I’m a designer as well, so I thought I’d add an extra data point in this thread. . .

Neither I nor anyone in my company ever uses those physical media anymore. Except for a certain amount of pencil sketches, it’s all computer driven these days. Some of us paint/draw/sculpt/airbrush on our own time though. The world of fine art still has plenty of room for the tradition media, even if the world of commercial design doesn’t. It’s really much faster and more conventient to do a lot of design work on computer anyway. I don’t really miss traditional methods in that context.
I have two 21" calibrated monitors at my workstation. Now that I have gone dual-monitors, I would never go back! I even bought an extra 19" for my home computer (so now I have 2 19" at home). I would rather go down in size to something like two 17" monitors than go back to one 21". I run both monitors at 1600x1200 pixels, with 32 bpp color.

JPEG compression is actually much more complicated and sophisticated then the the methods used in GIF or TIFF files. JPEG is very well suited to photos in particular, as you know. It is basically designed to take advantage of the limitations of our visual perception to discard a cetain amount of data in the image. For instance, we are more sensitive to slight variances in luminance than in hue. One of the things that JPEG compression does is divide the image into groups of pixels, and this is where you often get artifacts with non-photo images.
GIF files use only 256 colors total (rather than the millions possible in a JPEG or TIFF), and then further compress the file by representing contiguous runs of a single color as one entry, rather than on a per pixel basis.
TIFF files can use a similar kind of compression, but also can handle many more colors. TIFF files also support other advanced features like 256 levels of transparecy (GIF supports one level). TIFF files are often very large, but they are the format of choice for many designers.

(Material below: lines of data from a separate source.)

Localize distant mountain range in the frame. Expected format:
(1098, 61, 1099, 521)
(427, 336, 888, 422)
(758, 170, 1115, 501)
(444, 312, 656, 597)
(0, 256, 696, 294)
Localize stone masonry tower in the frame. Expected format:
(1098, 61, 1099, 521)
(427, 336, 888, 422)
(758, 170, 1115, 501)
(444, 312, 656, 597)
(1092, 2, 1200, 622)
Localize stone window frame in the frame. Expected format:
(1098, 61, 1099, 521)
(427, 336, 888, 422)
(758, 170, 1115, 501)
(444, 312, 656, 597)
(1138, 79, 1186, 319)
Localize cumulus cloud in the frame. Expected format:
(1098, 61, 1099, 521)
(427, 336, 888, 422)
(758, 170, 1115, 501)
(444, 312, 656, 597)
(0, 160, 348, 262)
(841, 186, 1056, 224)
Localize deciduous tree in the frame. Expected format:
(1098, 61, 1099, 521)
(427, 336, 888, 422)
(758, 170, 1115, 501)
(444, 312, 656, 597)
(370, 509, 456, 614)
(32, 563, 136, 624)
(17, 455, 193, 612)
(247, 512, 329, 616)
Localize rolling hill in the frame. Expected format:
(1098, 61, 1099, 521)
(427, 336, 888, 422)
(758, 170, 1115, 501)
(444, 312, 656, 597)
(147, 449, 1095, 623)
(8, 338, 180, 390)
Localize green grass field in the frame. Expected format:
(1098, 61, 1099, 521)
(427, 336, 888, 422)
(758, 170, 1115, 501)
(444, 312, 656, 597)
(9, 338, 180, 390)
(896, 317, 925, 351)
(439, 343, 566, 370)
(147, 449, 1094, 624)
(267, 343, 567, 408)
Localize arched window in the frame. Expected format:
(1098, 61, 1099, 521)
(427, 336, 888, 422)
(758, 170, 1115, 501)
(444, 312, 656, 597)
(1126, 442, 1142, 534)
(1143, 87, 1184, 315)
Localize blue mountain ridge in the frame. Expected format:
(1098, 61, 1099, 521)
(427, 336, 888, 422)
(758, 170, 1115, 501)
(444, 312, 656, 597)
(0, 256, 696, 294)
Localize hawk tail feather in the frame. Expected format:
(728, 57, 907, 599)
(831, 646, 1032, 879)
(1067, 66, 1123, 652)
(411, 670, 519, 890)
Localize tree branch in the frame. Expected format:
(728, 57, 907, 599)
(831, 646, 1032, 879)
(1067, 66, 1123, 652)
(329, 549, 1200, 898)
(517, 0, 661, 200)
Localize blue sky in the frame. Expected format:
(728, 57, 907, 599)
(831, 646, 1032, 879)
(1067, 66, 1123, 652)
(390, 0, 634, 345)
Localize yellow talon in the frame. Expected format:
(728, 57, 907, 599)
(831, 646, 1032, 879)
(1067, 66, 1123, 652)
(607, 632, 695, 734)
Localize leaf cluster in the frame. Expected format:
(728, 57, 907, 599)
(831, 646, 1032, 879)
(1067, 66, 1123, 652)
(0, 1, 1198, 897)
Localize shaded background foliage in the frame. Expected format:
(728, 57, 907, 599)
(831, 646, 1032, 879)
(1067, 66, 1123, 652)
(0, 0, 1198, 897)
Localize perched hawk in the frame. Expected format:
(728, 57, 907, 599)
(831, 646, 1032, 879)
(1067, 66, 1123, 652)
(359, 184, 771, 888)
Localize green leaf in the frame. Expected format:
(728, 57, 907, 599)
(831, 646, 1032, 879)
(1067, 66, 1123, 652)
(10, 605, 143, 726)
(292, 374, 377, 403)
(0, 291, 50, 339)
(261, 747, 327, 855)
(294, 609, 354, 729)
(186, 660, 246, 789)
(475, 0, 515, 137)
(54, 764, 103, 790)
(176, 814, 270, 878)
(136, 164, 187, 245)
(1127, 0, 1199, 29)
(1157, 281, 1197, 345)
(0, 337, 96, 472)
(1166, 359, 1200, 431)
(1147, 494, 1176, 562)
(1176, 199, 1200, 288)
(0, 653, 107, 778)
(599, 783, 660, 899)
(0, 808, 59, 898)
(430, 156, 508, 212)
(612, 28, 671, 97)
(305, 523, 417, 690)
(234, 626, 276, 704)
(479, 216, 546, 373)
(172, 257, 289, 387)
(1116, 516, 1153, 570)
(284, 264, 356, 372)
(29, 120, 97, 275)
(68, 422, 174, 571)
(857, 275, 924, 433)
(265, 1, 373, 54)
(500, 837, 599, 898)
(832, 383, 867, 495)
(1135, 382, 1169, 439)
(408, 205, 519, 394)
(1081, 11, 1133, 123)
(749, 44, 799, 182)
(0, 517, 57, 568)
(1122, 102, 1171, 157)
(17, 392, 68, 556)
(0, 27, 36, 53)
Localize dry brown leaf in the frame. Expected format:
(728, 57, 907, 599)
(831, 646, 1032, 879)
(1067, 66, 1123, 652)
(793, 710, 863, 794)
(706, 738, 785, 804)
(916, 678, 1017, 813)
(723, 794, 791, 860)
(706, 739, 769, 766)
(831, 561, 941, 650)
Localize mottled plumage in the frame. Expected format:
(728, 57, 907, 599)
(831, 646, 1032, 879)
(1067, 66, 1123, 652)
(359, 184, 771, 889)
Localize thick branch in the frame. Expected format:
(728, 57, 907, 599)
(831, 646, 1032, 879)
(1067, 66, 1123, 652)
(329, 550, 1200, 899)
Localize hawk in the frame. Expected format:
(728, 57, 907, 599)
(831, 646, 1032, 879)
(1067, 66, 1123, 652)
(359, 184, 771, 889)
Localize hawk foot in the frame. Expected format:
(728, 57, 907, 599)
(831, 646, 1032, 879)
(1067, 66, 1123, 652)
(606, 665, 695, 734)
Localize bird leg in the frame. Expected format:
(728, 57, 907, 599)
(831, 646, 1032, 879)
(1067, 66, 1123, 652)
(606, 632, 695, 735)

Those are somewhat simplified explanations, but I think they get the gist of it across (I hope!).

Very interesting Enigma42, I’ve always wondered that. Thanks!

I am using Illustrator 9 and I’d like to fit some type into a circle. I’m having a hard time trying to put this into words, but I’ll try to explain more. I am creating the cover to a booklet that is supposed to have the feel of an old circus flyer. I want to put “Feb. 19th” inside a circle and strech the type out so that it takes the shape of the circle.

I know there are two options that might give me something close to what I need:

A. I leaned a few years ago (on a much older version of Illustrator) how to merge two objects - lets say a red circle and a blue square. You could pick the number of steps, merge the items, and end up with a red circle on the left, a blue square on the right, and X number of objects in between, with the middle one being a purple shape that was halfway between circle/square. This might give me something usable if I converted my type to outlines, then merged with a circle, but I can’t figure out how to do this on v.9! (Admittedly, I have not yet consulted the manuals…)

B. I could create a circle, put the type converted to outlines on top of it, and manipulate the type by hand to fit the circle using the hollow selection tool on individual points. This would take a while and it would probably be hard to make it look just right.

::crosses fingers:: There’s an easy way to do this, isn’t there?

Enigma42
Thanks for the assist!!

AHunter3
You can’t find many low-end inkjet printers that print in Hexachrome because there aren’t many high-end printeres that print in Hexachrome. I’m not the final word on this, but I don’t know of any desktop printers that print in CMYKOG. Even in the professional offset printing world, Hexachrome (Pantone’s proprietary CMYKOG color-seperation technique that we’re talking about) isn’t taking off. We can only speculate as to the reason, but I would wager that the color gamut isn’t expanded enough to (1) give up two plates on press that we could be using for spot colors or spot varnishes and (2) make us give up the Cyan/Magenta/Yellow standard that we all know how to mix colors (which is an extension of the “Red paint and yellow paint make green paint” we learned in grade school.)